Private William Bartin

William Bartin was born in the Somerset village of Montacute in the summer of 1893 and was the oldest of four children to Georgina Bartin. Georgina married George Gaylard in 1895 and, while the 1901 and 1911 censuses record William Gaylard as George’s son, later documentation suggests that George may not have been his father. George was a carter and labourer on a farm, and when he left school, William followed suit.

By the time of the 1911 census, most of the family were working – William was listed as a groom and gardener, while his mother and the oldest of his three sisters were employed as seamstresses.

Little specific information remains of William’s military career.
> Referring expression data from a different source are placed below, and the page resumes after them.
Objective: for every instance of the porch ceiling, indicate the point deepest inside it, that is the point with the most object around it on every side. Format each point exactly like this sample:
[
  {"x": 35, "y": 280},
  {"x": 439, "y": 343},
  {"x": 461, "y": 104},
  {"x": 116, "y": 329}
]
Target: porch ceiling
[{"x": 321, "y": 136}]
He enlisted as a Private in the Somerset Light Infantry under his mother’s maiden name (and his birth name), Bartin. A local newspaper after he passed provides some information:

[He] enlisted in 1914, was badly wounded and for seven months was treated in the Bethnal Green Hospital, and then sent to the Southern General Hospital, Plymouth, where for 17 months he was treated for lung trouble. He was discharged in 1917 and has been practically ever since under treatment by the Ministry of Pensions. Much sympathy is felt with the bereaved widow and child.

Western Chronicle: Friday 19th November 1920

There are no details of William’s wife or child, albeit that his pension record refuses payment to them as he married after being discharged from the army.

There are similarly no details about the cause of his death, although, based on the newspaper report, it seems likely to have resulted from the lung condition that dogged the last few years of his life.

Private William Bartin died on 17th November 1920, at the age of 27 years old. He was laid to rest in the graveyard of St Catherine’s Church in his home village of Montacute.

George Gaylard had passed away in July 1919, at the age of 47. The Western Chronicle noted that:

There mourners were as follows: Mrs G Gaylard (widow), Mr WC Bartin (step-son), Misses Lucy, Florence and Edith Gaylard (daughters)…

Western Chronicle: Friday 25th July 1919

It was tragic for Georgina to lose both her husband and son within 18 months; it is also sad to note that George’s father – also called George – was still alive, and outlived both his son and step-son.